The Customer: A Scaling Enterprise Running Multiple AI Models
Our client was a fast-growing enterprise SaaS company that had integrated AI into core product features . Over 12 months, they had quietly adopted 3 different AI models across different teams: OpenAI, Anthropic, Gemini. The result? Chaos. No unified logging. No way to see which model was handling what. No safeguards against malicious inputs.
The Problem
As AI usage exploded internally, so did risk. The engineering team had no centralized way to monitor, control, or audit AI requests across the organization.
- Zero Visibility: Requests were going directly to individual model APIs. There was no central log of what prompts were being sent or what responses were coming back. Debugging failures meant manually digging through scattered logs across 3 different systems.
- Prompt Injection Vulnerabilities: Users - both internal and external - were sending crafted inputs designed to manipulate model behavior. Without a detection layer, these attacks were going completely unnoticed.

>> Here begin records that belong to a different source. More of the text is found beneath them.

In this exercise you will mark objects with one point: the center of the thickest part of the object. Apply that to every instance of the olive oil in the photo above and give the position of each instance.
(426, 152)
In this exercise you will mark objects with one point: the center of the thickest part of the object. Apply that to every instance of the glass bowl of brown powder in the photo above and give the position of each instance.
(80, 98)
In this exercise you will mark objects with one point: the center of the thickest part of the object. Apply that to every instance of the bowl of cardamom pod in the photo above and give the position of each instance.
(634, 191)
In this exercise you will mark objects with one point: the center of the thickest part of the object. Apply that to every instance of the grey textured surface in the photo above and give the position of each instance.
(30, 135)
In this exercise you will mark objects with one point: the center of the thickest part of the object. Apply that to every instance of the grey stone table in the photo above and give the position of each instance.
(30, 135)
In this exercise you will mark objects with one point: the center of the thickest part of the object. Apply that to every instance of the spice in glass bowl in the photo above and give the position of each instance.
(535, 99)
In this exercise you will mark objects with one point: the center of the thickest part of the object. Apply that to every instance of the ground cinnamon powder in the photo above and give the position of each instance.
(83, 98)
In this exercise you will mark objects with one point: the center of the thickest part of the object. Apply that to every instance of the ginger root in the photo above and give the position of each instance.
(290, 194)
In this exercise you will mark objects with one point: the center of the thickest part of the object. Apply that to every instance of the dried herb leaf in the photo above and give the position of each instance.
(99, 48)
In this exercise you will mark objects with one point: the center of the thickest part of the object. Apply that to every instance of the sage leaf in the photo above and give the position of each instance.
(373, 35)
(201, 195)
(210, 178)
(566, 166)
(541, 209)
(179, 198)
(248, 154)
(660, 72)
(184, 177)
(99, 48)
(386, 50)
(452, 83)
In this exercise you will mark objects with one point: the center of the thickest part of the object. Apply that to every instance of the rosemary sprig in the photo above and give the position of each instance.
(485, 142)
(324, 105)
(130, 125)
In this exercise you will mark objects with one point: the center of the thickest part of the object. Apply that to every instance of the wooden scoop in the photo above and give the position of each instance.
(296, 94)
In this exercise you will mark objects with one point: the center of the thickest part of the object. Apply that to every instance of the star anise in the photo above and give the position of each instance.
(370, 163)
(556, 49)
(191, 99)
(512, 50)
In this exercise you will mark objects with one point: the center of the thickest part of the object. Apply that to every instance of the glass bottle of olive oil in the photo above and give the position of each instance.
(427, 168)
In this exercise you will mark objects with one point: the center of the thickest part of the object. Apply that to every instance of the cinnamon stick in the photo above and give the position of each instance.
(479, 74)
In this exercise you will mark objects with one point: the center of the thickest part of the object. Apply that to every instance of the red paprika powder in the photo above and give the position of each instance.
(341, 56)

- Confidentiality Leaks: Sensitive PII and internal data was being inadvertently included in prompts sent to third-party cloud APIs, creating a compliance and legal risk the team hadn't fully appreciated.
- No Cost Control: Different teams were spinning up model calls with no rate limiting or budget awareness, resulting in runaway API costs with no attribution.
How we helped
We designed and built a centralized AI proxy layer that sits between the client's applications and all external (and internal) model endpoints. Every AI request - regardless of which team sent it or which model it targeted - now flows through this single gateway.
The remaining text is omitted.